William Howard Taft University
- Type: Private for-profit online university
- Established: 1976; 50 years ago
- President: Amy Kahn
- Administrative staff: 33 (2022)
- Students: 614 (2022)
- Location: Denver, Colorado, United States
- Website: www.taft.edu/

= William Howard Taft University =

U.S. for-profit online university

William Howard Taft University is a private for-profit online university headquartered in Denver, Colorado. Founded in 1976 as a graduate school providing continuing education for certified public accountants, the university provides distance education and offers academic programs up to the doctoral level. William Howard Taft University and Taft Law School together form the Taft University System.

==History==
The university was founded in 1976 and received full accreditation in 2003 from the Distance Education and Training Council. William Howard Taft University's Doctor of Education program was suspended in 2003, so that the university might be accredited by the Distance Education and Training Council, which did not accredit doctoral programs at the time. In 2009, the DETC's scope of authority was expanded to include professional doctorates and the program was resumed.
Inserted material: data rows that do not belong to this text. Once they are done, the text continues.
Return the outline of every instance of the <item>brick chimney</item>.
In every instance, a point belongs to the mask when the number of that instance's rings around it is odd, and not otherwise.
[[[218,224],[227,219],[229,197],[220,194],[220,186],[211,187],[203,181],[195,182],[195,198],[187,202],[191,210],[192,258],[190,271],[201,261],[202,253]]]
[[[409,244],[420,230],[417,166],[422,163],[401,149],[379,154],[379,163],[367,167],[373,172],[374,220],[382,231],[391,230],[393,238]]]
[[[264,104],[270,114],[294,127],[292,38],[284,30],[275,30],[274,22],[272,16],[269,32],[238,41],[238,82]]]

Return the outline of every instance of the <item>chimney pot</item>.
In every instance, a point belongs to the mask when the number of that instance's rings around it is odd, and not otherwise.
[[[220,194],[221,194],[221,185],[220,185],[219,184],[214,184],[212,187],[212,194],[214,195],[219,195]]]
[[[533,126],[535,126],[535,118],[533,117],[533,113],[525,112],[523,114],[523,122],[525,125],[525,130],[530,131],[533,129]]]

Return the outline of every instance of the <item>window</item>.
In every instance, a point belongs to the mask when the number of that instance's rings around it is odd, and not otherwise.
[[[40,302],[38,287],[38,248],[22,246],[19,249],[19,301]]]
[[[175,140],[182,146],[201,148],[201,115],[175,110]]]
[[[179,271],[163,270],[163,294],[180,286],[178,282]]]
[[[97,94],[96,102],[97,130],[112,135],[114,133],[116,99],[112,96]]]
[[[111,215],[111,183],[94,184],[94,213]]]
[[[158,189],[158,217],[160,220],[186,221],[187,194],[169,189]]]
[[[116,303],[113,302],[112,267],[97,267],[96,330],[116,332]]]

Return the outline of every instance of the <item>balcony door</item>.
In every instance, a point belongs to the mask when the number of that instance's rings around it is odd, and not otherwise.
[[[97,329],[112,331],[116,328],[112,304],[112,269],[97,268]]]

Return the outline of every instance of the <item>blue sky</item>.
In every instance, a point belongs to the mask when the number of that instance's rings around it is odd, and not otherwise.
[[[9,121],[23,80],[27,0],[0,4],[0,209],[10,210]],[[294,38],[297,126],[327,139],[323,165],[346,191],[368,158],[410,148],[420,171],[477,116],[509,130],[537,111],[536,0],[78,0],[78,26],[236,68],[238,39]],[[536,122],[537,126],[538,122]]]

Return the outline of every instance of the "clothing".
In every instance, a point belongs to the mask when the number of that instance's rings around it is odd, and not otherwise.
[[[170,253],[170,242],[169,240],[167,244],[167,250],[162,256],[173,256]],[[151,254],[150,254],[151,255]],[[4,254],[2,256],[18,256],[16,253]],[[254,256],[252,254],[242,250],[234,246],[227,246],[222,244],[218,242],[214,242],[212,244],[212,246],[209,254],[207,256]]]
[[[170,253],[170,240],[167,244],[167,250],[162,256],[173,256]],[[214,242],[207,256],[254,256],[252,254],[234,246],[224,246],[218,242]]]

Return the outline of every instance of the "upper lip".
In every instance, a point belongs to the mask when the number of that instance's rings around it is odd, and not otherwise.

Since 2006, the university has offered the degree of Master of Education. In 2010, it began offering the Doctor of Business Administration and B.S. in Business Administration.

==Academics==
William Howard Taft University offers an online Bachelor's degree completion program in business administration, Master of Business Administration (MBA) degree programs, and master's degree programs in taxation (MST) and education (M.Ed.). Doctoral degree programs are offered in business (DBA) and education (EdD).

The university is accredited by the Accrediting Commission of the Distance Education Accrediting Commission.